Basis is controlled movement of solutes between internal fluids and
external environment. This process also indirectly regulates water
movement as water follows solutes via osmosis. This process also
allows an organism to remove harmful waste products derived from
metabolic processes.
Osmosis:
 All animals have to balance rate of water uptake and loss as they have
no cell walls and will burst or shrink if they take up or lose too much
water respectively.
 Osmosis is the movement of water across a selectively permeable
membrane from regions of high concentration to regions of lower
concentration.
 Osmolarity is the solute concentration expressed as the number of
moles of solute per liter of solution. (mosm/L).
 Human blood = 300 mosm/l and seawater = 1,000mosm/L.

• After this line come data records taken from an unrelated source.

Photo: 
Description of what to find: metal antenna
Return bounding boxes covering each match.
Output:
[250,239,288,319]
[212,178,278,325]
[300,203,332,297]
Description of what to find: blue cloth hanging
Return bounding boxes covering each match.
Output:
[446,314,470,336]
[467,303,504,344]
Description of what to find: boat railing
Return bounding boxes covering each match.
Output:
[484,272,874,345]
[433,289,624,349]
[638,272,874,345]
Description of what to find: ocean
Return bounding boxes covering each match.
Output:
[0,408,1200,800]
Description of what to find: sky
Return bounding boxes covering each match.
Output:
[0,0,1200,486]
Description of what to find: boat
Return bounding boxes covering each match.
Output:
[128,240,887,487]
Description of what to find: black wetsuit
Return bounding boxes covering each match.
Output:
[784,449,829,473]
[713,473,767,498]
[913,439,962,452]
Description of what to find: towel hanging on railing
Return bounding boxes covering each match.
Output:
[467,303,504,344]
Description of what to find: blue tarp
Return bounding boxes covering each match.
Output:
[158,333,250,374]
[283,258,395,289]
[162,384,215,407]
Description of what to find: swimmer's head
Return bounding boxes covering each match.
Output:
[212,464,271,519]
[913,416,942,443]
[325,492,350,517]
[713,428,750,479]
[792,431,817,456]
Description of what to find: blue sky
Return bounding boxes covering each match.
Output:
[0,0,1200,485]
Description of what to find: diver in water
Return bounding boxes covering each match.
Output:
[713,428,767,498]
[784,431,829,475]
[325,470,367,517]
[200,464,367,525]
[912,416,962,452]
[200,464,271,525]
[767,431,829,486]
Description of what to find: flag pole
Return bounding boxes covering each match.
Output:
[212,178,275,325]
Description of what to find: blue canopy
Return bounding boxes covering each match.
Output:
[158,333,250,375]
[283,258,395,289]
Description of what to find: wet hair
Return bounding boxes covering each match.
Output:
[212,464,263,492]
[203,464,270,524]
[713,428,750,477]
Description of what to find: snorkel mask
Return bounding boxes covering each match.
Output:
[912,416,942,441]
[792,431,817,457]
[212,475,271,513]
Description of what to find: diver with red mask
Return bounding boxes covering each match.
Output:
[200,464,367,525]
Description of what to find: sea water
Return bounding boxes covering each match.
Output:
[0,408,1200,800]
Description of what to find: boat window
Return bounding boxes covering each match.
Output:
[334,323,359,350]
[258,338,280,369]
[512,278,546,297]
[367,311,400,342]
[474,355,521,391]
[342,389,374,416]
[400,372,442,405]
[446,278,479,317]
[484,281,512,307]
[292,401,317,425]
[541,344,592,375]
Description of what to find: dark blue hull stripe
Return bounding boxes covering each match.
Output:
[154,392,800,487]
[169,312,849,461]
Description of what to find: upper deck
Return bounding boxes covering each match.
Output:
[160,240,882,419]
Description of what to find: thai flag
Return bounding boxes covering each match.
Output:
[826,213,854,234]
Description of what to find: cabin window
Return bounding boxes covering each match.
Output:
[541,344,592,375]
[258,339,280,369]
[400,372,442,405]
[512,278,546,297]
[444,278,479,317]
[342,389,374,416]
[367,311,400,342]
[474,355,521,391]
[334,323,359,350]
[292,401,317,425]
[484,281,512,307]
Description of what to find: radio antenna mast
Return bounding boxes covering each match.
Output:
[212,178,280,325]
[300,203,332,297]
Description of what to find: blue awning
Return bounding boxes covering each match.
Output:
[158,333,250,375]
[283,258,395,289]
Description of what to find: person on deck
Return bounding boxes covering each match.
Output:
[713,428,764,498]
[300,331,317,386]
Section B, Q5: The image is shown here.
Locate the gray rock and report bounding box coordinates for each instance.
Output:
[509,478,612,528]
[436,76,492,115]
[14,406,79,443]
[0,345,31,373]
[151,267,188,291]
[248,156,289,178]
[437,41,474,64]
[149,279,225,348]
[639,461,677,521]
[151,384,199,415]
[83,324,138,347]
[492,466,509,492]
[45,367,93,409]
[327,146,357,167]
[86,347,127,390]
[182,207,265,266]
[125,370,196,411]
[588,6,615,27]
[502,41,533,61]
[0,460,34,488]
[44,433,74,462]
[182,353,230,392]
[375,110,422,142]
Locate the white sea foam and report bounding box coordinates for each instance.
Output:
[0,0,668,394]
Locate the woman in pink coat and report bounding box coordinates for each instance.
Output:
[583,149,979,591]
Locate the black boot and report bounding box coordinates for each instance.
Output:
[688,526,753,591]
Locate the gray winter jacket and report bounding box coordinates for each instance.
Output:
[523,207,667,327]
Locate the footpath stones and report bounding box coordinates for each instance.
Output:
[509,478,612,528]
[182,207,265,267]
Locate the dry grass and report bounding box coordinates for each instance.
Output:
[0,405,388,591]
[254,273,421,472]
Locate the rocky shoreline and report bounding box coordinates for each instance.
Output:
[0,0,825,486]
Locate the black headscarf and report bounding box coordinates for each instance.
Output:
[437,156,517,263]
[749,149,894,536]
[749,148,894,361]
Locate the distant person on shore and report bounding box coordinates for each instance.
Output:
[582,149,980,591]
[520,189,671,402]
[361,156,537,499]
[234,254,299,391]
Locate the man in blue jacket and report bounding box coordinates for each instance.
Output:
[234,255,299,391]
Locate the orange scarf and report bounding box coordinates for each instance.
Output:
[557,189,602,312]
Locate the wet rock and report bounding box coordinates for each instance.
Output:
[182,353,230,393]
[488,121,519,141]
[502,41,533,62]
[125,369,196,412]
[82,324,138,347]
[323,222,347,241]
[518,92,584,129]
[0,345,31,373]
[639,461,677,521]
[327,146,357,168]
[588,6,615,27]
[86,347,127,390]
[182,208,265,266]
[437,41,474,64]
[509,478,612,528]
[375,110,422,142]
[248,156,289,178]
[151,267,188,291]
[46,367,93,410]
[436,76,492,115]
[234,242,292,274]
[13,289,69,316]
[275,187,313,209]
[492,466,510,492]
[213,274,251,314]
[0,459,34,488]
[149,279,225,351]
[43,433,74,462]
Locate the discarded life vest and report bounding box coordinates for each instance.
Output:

 Higher solute concentration = hyperosmotic solution.
 Lower solute concentration = hypoosmotic solution.
Two ways to balance water gain with water loss:
a) Osmoconformers
-Mainly marine invertebrates (lacking a notochord. In order to protect
themselves, they may have evolved a shell or a hard exoskeleton, but this is
not always the case). They have an internal osmolarity that is the same as
their external environment. The ions vary but OVERALL the osmolarity is
the same inside and outside the organism.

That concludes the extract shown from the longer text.